The Green GDP fiasco put the bureaucratic resistance to reforms and the need for coordination among government ministries into focus. Currently there's a ministry-level unit handling climate change; another for oceans; yet another tackling sandstorms and deforestation, and three ministries responsible for soil and groundwater, villages and farmland, and lakes and rivers, respectively. When the toxic-algae crisis erupted in 2007, devastating fish farms in eastern China's Taihu Lake, provincial authorities wanted to release water upstream to clear out the algae clogging the lake, but first had to navigate a bureaucratic maze. They appealed to the Agriculture Ministry, which is in charge of fish farms; the Construction Ministry, which controls water-treatment plants; the Science and Technology Ministry, and the State Development and Reform Commission, before pleading with the Ministry of Water Resources, which opened the floodgates.
In an effort at streamlining, in March Beijing elevated the former State Environmental Protection Agency to full ministry status, giving Vice Minister Pan more clout to coordinate environmental policy. The new Ministry of Environmental Protection is now lobbying other ministries to share pollution data, a key to enforcement. It has hopes of a breakthrough in lakes, rivers and streams. Pan is also sponsoring ambitious surveillance projects such as a nationwide "Water Pollution Map" and taking a high profile in battling pollution emergencies such as the Taihu algae crisis. His latest initiative is a "green economics" program that would provide preferential access to insurance, credit and IPOs for businesses that meet certain green criteria. Later this year the MEP expects to co-launch trials, together with banking, insurance and securities regulators.
The MEP still has to compete with other chunks of China's vast bureaucracy. For instance, so far the ministry is having a tough time persuading China's business ministries—such as Commerce, Finance and the Tax Bureau—to push forward emission taxes for car buyers and pollution taxes for enterprises.

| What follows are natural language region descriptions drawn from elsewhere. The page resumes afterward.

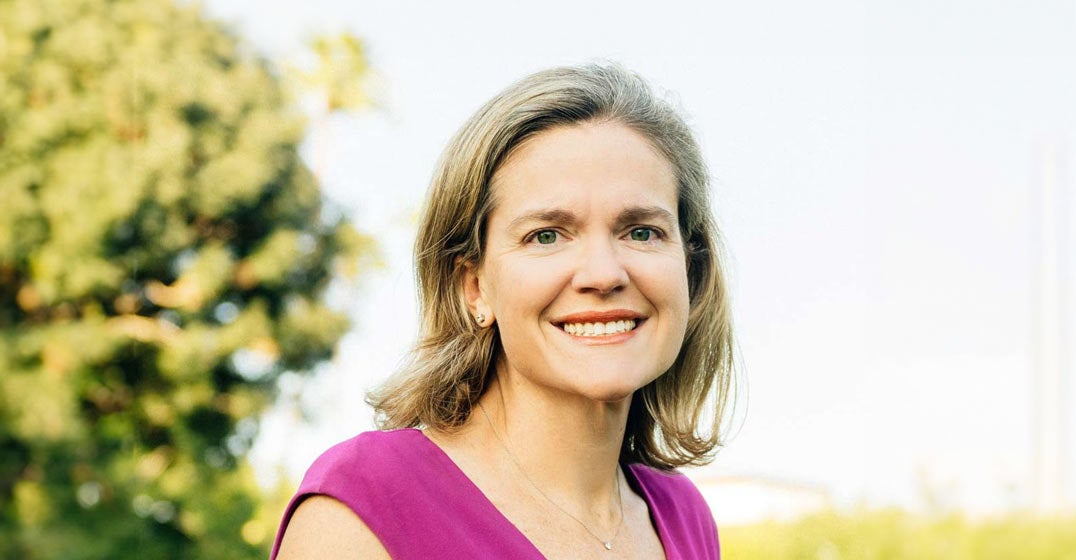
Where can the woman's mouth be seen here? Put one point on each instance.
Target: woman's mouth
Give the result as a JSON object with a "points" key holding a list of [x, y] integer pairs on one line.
{"points": [[598, 329]]}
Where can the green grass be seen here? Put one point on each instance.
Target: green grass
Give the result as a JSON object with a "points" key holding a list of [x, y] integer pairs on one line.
{"points": [[891, 534]]}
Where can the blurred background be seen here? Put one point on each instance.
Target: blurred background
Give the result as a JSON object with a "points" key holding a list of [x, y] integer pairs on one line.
{"points": [[207, 213]]}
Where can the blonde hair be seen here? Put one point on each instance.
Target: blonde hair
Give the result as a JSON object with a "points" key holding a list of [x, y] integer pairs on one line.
{"points": [[453, 362]]}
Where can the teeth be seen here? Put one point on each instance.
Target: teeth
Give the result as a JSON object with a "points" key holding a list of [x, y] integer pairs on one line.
{"points": [[612, 327]]}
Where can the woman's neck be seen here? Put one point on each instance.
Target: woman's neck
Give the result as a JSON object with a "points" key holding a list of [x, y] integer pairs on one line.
{"points": [[568, 447]]}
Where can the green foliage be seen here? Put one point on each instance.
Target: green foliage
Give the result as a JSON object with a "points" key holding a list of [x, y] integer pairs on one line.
{"points": [[164, 254], [898, 535]]}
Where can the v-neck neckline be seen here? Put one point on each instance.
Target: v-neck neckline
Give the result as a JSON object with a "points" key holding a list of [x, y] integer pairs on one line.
{"points": [[633, 481]]}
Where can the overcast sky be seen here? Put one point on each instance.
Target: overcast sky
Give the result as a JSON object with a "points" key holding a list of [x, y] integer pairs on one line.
{"points": [[877, 175]]}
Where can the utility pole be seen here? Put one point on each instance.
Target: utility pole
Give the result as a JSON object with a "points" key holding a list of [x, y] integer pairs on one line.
{"points": [[1051, 330]]}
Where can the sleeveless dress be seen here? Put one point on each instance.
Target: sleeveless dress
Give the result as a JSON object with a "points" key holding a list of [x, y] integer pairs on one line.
{"points": [[421, 505]]}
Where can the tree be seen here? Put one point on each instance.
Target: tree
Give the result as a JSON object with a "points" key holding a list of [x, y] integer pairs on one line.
{"points": [[164, 257]]}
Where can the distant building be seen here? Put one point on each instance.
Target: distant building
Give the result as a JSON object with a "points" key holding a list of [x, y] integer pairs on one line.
{"points": [[749, 499]]}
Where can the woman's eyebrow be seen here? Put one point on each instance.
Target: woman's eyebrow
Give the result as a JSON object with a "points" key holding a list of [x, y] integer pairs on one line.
{"points": [[646, 213], [555, 215]]}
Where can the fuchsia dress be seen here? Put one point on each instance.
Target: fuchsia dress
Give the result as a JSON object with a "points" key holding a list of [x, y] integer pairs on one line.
{"points": [[421, 505]]}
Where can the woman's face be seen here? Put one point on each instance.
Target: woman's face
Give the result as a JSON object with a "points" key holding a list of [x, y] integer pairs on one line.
{"points": [[584, 269]]}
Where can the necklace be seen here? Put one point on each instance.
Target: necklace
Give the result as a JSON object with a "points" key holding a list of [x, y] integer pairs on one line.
{"points": [[511, 456]]}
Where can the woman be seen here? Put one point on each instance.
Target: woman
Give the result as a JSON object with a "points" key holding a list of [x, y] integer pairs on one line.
{"points": [[576, 333]]}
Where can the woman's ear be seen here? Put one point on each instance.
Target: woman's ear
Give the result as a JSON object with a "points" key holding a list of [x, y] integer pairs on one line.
{"points": [[475, 295]]}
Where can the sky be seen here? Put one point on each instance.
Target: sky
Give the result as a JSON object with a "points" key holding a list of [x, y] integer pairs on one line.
{"points": [[878, 170]]}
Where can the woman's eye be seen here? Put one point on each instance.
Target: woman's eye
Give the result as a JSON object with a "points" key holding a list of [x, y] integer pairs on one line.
{"points": [[546, 237], [641, 234]]}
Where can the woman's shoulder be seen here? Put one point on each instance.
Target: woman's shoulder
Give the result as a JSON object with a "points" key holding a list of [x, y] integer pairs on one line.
{"points": [[680, 511], [337, 501], [369, 455]]}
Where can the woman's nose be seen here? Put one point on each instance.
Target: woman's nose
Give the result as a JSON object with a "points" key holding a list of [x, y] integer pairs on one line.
{"points": [[599, 268]]}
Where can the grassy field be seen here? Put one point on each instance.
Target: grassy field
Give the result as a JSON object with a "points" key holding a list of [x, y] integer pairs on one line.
{"points": [[898, 535]]}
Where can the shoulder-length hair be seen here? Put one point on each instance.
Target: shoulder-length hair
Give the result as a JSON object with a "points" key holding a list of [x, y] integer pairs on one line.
{"points": [[674, 420]]}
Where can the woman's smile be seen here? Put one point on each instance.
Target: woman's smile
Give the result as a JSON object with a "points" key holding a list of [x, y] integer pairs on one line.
{"points": [[584, 269]]}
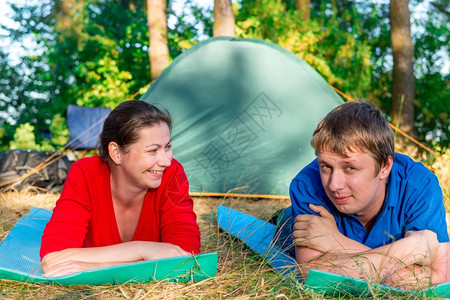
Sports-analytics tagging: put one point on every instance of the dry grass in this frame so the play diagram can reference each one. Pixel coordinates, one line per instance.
(241, 273)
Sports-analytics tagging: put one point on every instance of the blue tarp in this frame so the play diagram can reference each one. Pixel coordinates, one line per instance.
(85, 125)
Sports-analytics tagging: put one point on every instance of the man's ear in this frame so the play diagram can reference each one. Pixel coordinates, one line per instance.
(114, 153)
(386, 168)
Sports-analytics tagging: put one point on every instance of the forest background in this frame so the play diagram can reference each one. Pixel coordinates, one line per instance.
(97, 53)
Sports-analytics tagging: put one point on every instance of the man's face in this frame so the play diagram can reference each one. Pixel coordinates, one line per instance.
(352, 184)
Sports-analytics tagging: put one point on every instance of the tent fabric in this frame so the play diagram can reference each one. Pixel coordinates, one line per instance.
(244, 111)
(20, 261)
(85, 125)
(261, 236)
(17, 163)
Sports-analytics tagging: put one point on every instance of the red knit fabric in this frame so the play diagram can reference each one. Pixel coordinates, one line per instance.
(84, 214)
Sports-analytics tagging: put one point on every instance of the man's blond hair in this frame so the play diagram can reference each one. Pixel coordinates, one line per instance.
(355, 126)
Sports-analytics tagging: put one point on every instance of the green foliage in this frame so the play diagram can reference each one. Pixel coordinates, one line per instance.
(94, 53)
(335, 52)
(24, 138)
(432, 89)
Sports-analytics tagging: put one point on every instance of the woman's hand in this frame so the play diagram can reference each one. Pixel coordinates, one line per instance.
(154, 250)
(71, 267)
(73, 260)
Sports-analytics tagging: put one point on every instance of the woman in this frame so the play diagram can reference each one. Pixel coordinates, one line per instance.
(128, 204)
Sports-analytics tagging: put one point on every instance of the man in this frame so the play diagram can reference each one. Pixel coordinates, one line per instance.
(361, 211)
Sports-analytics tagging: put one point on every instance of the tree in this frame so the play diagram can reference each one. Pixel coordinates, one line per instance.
(303, 6)
(157, 27)
(223, 18)
(402, 111)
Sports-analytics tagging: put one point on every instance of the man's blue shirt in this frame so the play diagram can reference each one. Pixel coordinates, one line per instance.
(413, 202)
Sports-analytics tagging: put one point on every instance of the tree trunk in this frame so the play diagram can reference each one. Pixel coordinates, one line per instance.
(223, 18)
(402, 111)
(157, 27)
(303, 6)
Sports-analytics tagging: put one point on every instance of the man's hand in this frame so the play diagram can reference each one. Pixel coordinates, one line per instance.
(317, 232)
(440, 269)
(158, 250)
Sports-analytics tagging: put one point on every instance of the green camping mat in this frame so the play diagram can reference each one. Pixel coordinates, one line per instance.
(19, 260)
(261, 237)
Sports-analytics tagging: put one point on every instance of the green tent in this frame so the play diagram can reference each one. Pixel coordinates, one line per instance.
(244, 111)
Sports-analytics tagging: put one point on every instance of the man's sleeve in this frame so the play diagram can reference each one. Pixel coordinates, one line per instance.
(426, 206)
(307, 188)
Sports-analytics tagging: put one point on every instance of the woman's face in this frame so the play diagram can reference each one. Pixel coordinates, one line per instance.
(144, 163)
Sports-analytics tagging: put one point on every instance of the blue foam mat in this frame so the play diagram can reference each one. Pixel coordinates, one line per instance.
(260, 236)
(20, 261)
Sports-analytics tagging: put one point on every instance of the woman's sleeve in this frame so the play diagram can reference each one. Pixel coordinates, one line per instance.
(69, 223)
(178, 220)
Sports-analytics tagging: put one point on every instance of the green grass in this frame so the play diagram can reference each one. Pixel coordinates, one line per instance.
(241, 273)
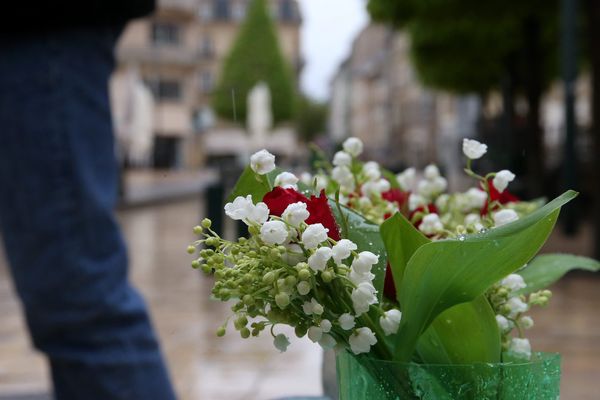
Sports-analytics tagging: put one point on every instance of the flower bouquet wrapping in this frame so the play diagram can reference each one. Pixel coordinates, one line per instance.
(423, 294)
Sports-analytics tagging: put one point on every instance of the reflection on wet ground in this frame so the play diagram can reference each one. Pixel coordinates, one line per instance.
(205, 367)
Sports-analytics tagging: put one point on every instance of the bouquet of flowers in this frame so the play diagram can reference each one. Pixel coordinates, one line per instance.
(385, 267)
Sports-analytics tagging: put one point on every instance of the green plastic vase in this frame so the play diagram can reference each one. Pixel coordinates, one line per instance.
(363, 378)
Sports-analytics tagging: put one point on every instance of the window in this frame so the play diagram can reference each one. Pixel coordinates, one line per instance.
(206, 82)
(165, 33)
(165, 89)
(206, 49)
(221, 10)
(286, 11)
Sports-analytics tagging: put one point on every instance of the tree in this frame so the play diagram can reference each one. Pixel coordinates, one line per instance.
(255, 56)
(466, 46)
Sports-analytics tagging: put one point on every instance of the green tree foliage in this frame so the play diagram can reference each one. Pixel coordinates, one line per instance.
(255, 56)
(311, 118)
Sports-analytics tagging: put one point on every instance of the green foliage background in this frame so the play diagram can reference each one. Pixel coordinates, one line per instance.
(255, 56)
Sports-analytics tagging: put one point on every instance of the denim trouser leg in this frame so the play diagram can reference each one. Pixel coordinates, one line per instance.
(58, 182)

But Pan is regarded as a charismatic leader and skillful lobbyist. "He can do things others can't," says a source who requested anonymity because he isn't cleared to talk with foreign media.
The Green GDP project did succeed in galvanizing some like-minded provincial leaders, particularly mayors of modest-size cities where green industries have been taking root. In Changshu, for instance, local plants have recently launched recycling projects and a carbon-credit scheme. Green advocates also took heart that the final political work report at last autumn's Party Congress placed greater emphasis on sustainable development and environmental protection than ever before. But China is a victim of its own success. One reason it ranks last in its income decile—sabotaging its "we're too poor to be green" argument—is its addiction to rapid growth. Party leaders fear that going too green too fast will hurt their business partners and their people, who are already feeling the pain of inflation and rising production costs. Beijing must forge incentives within its own bureaucracy before it can convince the rest of the country that the price of going green is worth paying.